El filósofo Ludwig Wittgenstein intentó toda su vida demostrar que los problemas filosóficos no existían, que no eran más que falsos problemas. El sentido del problema filosófico fue el primer camino escogido por Wittgenstein; si una pregunta no puede tener una solución, no tiene sentido; si algo es a la vez una cosa y la contraria, tampoco; si decimos que tal cosa es tal cosa, ¿qué decimos? Nada. Etcétera. El resultado fue un libro con un título que tira para atrás: «Tractatus Logico-Philosophicus», tan complejo como bellísimo. Ganó el doctorado con este libro como tesis, pero los miembros del tribunal de Cambridge reconocieron que no habían entendido nada de lo que les había dicho el austríaco.
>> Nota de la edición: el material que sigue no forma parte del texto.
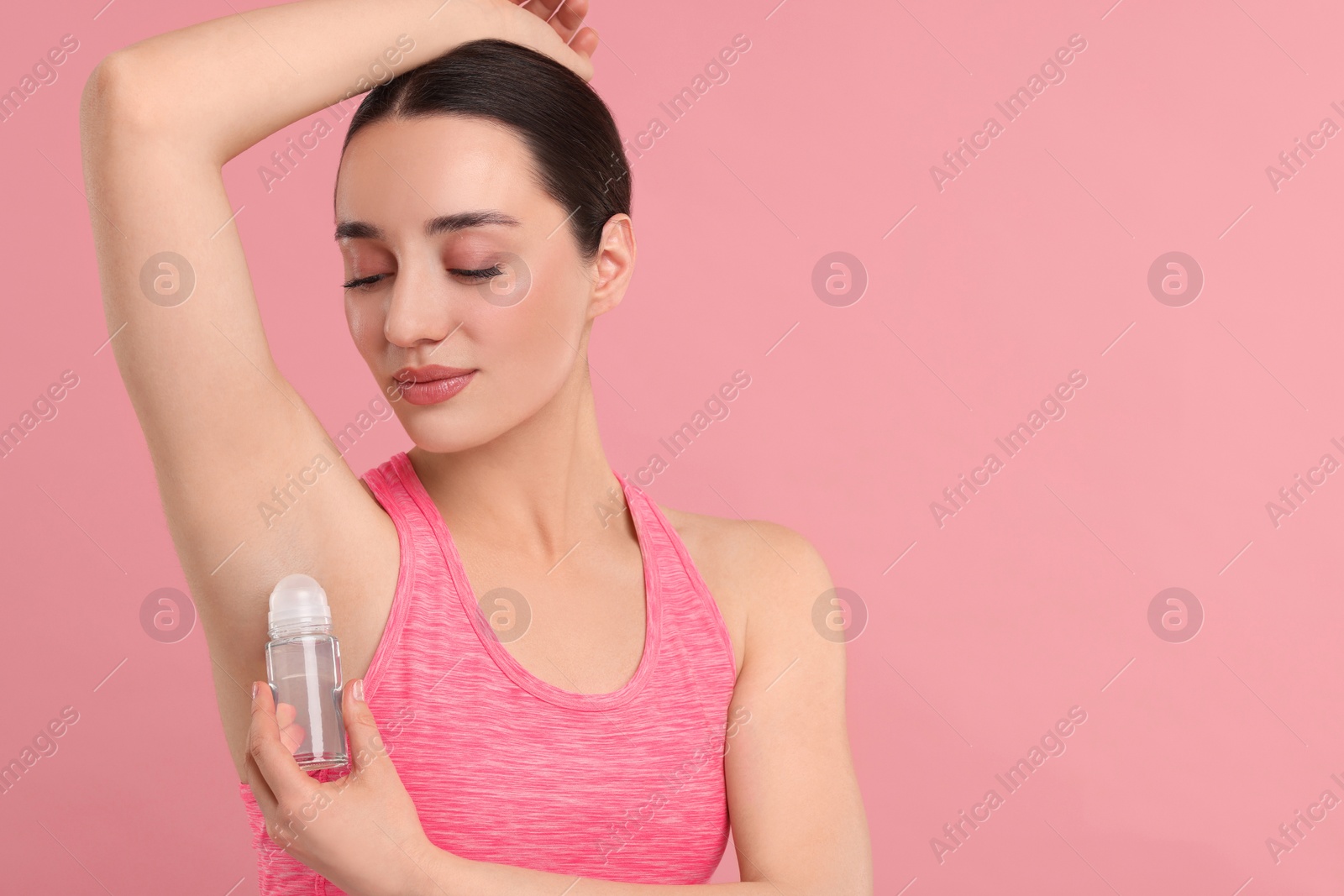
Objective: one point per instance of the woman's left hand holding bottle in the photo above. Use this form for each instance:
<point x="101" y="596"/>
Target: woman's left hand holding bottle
<point x="362" y="831"/>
Luego, años más tarde, descubrió que los tiros no iban por ahí. Descubrió que los problemas filosóficos son, en verdad, problemas del lenguaje. Es decir, que son un problema porque yo digo una cosa y tú interpretas otra o porque la palabra y su significado no vienen de acuerdo. Lo dejó escrito en otro libro magnífico, «Investigaciones filosóficas», y aquí es donde quería yo llegar. Porque, en un momento de su disertación, compara el lenguaje con una ciudad, y esa ciudad podría ser Barcelona.

En Barcelona, como en cualquier lenguaje, podemos descubrir sus raíces históricas e ir más allá. Con un plano de Barcelona en la mano, podríamos señalar el «cardus» y el «decumanus» de la antigua Barcino, reseguir el trazado de las murallas tanto medievales como modernas, su derribo y el plan del Ensanche… Podremos ver como la ciudad, como tantas lenguas, «se come» a otras más pequeñas y las convierte en propias. Ahí están Gràcia, Sant Andreu del Palomar, Sants, Sant Martí, Sant Gervasi… Finalmente, es muy fácil señalar con el dedo en el mapa el resultado del desarrollismo franquista, comedero de especuladores, o la Barcelona olímpica. Si nos alejamos un poco más, descubriremos la Gran Barcelona, esa realidad metropolitana que va más allá de un municipio.

La metáfora funciona muy bien. Vemos que un lenguaje conserva algunas estructuras primigenias, se apropia de otras, crece, recibe influencias del exterior, que asimila, se transforma y todo eso deja huella, así como la ciudad conserva viejas calles y edificios, se expande y recibe en su seno nuevos habitantes, que pueden venir de aquí al lado como de la otra punta del mundo. Por eso una ciudad viva y dinámica es cosmopolita o no es. Una ciudad que se mira al ombligo está en franca decadencia, envejece, muere.

Leí hace poco que el crecimiento demográfico de Cataluña entre 1911 y 1940 se debió principalmente a la inmigración de la década de 1920. En 1940, uno de cada tres catalanes no había nacido en Cataluña. En las décadas de 1950 y 1960 hubo otra fuerte corriente migratoria. En la década de 1990, de nuevo uno de cada tres catalanes no había nacido en Cataluña. Hoy, esa cifra se ha reducido hasta uno de cada seis. Si no hubiéramos recibido y acogido a tanta gente a lo largo del siglo XX, la población catalana hoy apenas superaría el millón de habitantes.

Casi toda esa corriente migratoria se concentró en la región metropolitana de Barcelona. Puede afirmarse que los catalanes nacidos en las zonas rurales del país o nacidos en cualquier otra parte de España o del extranjero son los padres o abuelos de más de nueve de cada diez barceloneses. Se dice pronto. Son también el origen y fundamento de nuestra riqueza cultural y económica.

Ahora que vienen elecciones municipales, sería interesante ver qué proponen los candidatos para que Barcelona sea una lengua que podamos compartir todos, en el sentido metafórico. Es decir, una ciudad en la que la renta no sea causa de discriminación en los servicios públicos; una ciudad donde se haga realidad la utópica construcción de vivienda social digna; una ciudad donde los barrios estén bien comunicados entre sí y la ciudad con sus alrededores mediante transporte público eficiente y accesible; una ciudad acogedora; etcétera.

Lo de la lengua que podamos compartir todos entendida ahora como lenguaje que hablamos es asignatura pendiente que dejo para otra ocasión. Porque el tema me aburre y hay días en que me desagrada. El identitarismo de algunos ha conseguido despertar fanatismos y antipatías y la lengua se ha convertido en elemento de discriminación, en vez de ser lugar de encuentro. También sería interesante ver qué dicen sobre esto los candidatos, pero no me hago ilusiones de descubrir inteligencia en sus respuestas.